# Lab 2.4.4: Fine-tuning with the Trainer API

**Module:** 2.4 - Hugging Face Ecosystem  
**Time:** 2 hours  
**Difficulty:** ⭐⭐⭐ (Intermediate)

---

## Learning Objectives

By the end of this notebook, you will:
- [ ] Configure TrainingArguments for optimal training
- [ ] Use the Trainer API for fine-tuning
- [ ] Implement custom metrics with compute_metrics
- [ ] Use callbacks for custom behavior
- [ ] Leverage DGX Spark's capabilities (bf16, large batches)
- [ ] Evaluate and compare models

---

## Prerequisites

- Completed: Lab 2.4.3 (Dataset Processing)
- Knowledge of: Tokenization, basic neural network training concepts

---

## Real-World Context

You've been hired by a movie streaming company to build a review sentiment classifier. They have thousands of movie reviews and want to automatically categorize them as positive or negative.

You could train a model from scratch, but that would take weeks and millions of examples.

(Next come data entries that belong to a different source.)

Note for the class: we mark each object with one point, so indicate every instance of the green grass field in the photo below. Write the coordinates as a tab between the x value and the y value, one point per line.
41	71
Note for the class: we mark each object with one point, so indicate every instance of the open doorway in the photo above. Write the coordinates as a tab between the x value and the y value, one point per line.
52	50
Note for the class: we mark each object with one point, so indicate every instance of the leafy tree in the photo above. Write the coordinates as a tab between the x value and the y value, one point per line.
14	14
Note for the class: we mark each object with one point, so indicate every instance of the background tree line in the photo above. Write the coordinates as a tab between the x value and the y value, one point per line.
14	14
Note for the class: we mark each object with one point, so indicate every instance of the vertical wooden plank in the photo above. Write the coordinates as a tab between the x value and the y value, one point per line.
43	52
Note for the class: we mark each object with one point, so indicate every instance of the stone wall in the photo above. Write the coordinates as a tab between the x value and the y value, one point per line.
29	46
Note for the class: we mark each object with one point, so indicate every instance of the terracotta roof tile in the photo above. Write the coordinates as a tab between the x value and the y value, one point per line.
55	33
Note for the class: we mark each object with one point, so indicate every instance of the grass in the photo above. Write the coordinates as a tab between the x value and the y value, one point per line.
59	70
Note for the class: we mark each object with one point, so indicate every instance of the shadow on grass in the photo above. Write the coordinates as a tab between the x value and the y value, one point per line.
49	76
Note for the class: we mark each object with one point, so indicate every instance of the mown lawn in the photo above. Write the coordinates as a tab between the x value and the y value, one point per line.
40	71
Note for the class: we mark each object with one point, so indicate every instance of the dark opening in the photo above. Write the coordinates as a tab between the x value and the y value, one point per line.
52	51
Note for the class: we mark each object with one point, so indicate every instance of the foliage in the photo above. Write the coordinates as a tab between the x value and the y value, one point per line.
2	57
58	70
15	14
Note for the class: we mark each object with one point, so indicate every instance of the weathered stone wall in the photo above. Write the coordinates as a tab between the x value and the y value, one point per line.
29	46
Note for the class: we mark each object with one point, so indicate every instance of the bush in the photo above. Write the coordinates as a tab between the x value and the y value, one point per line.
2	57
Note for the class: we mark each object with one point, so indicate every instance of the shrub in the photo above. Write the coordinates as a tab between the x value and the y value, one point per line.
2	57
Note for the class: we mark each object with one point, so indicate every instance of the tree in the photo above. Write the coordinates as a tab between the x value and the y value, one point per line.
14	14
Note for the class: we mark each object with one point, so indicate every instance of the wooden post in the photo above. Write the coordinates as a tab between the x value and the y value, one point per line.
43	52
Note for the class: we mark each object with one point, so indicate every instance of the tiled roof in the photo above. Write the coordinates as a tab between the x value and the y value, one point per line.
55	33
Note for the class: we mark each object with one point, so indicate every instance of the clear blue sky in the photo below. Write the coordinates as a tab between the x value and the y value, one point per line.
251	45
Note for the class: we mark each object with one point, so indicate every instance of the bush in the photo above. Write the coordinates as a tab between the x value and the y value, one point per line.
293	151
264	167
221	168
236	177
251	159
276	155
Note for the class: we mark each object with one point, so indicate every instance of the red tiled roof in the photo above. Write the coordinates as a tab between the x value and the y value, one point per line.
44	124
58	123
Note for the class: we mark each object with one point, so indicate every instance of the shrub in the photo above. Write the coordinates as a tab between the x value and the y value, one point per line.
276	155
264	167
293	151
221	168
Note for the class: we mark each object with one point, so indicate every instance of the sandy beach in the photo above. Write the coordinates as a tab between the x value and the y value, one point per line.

Instead, you'll **fine-tune** a pre-trained model in just minutes!

**Fine-tuning success stories:**
- Twitter trained a toxicity classifier in hours (vs. months from scratch)
- Healthcare companies fine-tune for medical text understanding
- Banks fine-tune for fraud detection in transaction descriptions
- E-commerce uses fine-tuned models for product categorization

---

## ELI5: What is Fine-tuning?

> **Imagine you're learning to play piano.** You could:
> - Option A: Start from scratch, learn music theory, practice scales for years
> - Option B: Find someone who already plays guitar (similar skill!), teach them piano differences
>
> **Fine-tuning is Option B for AI.** You take a model that already knows language (like BERT) and teach it YOUR specific task.
>
> **What the pre-trained model already knows:**
> - Grammar and sentence structure
> - Word meanings and relationships
> - Common sense about the world
>
> **What fine-tuning teaches it:**
> - "This specific task: positive vs negative reviews"
> - "Your specific data patterns"
>
> **The Trainer API** is like a personal coach that handles all the training logistics:
> - Schedules practice sessions (epochs)
> - Tracks progress (metrics)
> - Adjusts difficulty (learning rate)
> - Saves best performances (checkpoints)

---

## Part 1: Setup and Data Preparation

In [None]:
# Install required packages
# Note: These packages are pre-installed in the NGC PyTorch container.
# Running pip install ensures you have compatible versions.
# If NOT using NGC container, ensure you have ARM64-compatible packages for DGX Spark.

!pip install -q "transformers>=4.35.0" "datasets>=2.14.0" "evaluate>=0.4.0" "accelerate>=0.24.0" scikit-learn

import torch
import numpy as np
from typing import List, Dict, Any, Union
from datasets import load_dataset, DatasetDict
from transformers import (
    AutoModelForSequenceClassification,
    AutoTokenizer,
    Trainer,
    TrainingArguments,
    EarlyStoppingCallback,
    PreTrainedModel,
    PreTrainedTokenizer
)
import evaluate
import warnings
warnings.filterwarnings('ignore')

# Check hardware
print(f"PyTorch: {torch.__version__}")
print(f"CUDA available: {torch.cuda.is_available()}")
if torch.cuda.is_available():
    print(f"GPU: {torch.cuda.get_device_name(0)}")
    print(f"Memory: {torch.cuda.get_device_properties(0).total_memory / 1e9:.1f} GB")

In [None]:
# Load and prepare the IMDB dataset
print("Loading IMDB dataset...")
raw_dataset = load_dataset("imdb")

# Create train/validation split
train_val = raw_dataset['train'].train_test_split(
    test_size=0.1,
    seed=42,
    stratify_by_column='label'
)

dataset = DatasetDict({
    'train': train_val['train'],
    'validation': train_val['test'],
    'test': raw_dataset['test']
})

print(f"\nDataset splits:")
print(f"  Train: {len(dataset['train']):,}")
print(f"  Validation: {len(dataset['validation']):,}")
print(f"  Test: {len(dataset['test']):,}")

In [None]:
# Load tokenizer and model
model_name = "distilbert-base-uncased"

print(f"Loading {model_name}...")
tokenizer = AutoTokenizer.from_pretrained(model_name)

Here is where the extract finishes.